Leaving Cambodia

I wrote this four years ago and have had it sitting in my draft pile ever since. I never released it immediately because it seemed like an episode from a past life once I was back in Australia, off the road and back on the corporate ladder. I’ve returned and left Cambodia again since writing it, but it seems like a waste to let it continue gathering virtual dust.

My motodop carrying my pack across the Vietnamese border at Xa Xia. He refused to let me carry it.

[dropcap]T[/dropcap]his is partly prompted by Our Man in Hanoi (subsequently, in Newcastle)’s recollection of his final drive out of Hanoi. I previously wrote about crossing the border from Cambodia to Phu Quoc in Vietnam purely mechanically because I felt that I had to write something, but didn’t know what. It was not easy to leave: life was comfortable in the Phnom Penh expat bubble and I felt like I was doing work that that I had never dreamed existed. People had started paying me for something that I otherwise did for free. On some days I hated the place with a burning passion and remembered that my first words upon looking down at Honda Dreams kicking up dust along a dirt track on the descent into Pochentong Airport were “what the fuck am I doing here?”.

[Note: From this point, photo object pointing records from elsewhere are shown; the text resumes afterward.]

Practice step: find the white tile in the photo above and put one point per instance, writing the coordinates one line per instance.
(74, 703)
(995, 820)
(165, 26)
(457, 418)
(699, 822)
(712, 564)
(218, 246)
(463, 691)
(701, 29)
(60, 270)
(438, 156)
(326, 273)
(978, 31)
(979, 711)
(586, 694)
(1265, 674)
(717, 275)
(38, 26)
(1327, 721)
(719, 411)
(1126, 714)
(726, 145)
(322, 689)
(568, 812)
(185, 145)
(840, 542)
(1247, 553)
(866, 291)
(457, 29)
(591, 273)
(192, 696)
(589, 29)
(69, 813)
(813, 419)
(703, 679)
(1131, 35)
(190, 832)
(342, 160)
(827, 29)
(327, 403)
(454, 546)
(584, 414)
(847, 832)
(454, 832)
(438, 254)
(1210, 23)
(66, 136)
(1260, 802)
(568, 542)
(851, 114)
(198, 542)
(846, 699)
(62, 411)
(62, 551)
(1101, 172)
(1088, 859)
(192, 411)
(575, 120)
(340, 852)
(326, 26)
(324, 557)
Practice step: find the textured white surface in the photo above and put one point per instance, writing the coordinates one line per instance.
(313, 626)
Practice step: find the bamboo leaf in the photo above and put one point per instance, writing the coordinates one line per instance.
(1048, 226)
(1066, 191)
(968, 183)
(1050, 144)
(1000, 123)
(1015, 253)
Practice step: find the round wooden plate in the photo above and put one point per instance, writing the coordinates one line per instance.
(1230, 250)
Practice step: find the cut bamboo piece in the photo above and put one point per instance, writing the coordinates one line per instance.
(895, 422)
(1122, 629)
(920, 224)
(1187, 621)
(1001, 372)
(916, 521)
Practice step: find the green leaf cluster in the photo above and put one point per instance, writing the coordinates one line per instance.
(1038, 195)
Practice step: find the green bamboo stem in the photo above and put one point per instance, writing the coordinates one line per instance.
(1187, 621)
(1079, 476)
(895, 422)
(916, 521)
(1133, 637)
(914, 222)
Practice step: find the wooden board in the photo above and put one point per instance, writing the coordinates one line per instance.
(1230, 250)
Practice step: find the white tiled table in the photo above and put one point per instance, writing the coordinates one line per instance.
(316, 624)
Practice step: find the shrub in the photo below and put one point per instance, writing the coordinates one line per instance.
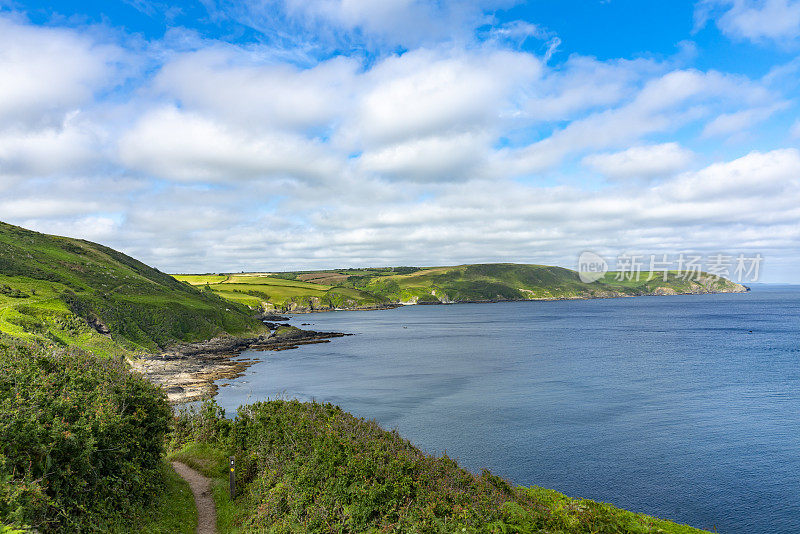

Kep is one of my favourite destinations in the world because it has no obvious attractions. The beach is absent compared to Sihanoukville; the crab at the literally named Psar Kdaam (“Crab Market”) pales in comparison to picking up a few live mud crab at Phnom Penh’s central market and then gently steaming them at home; the architecture reflects the glory of an annihilated era. The weather is clement and there is little else to do than lie in a hammock, stare at the jungle as it envelopes the senescent seaside villas, sip on the local trash pilsener and reiterate to yourself how lucky you are to be there. The opportunity for this to be the final imprint of Cambodia in my memory could not be passed up once I discovered that the nearby border into Vietnam had been opened to foreigners.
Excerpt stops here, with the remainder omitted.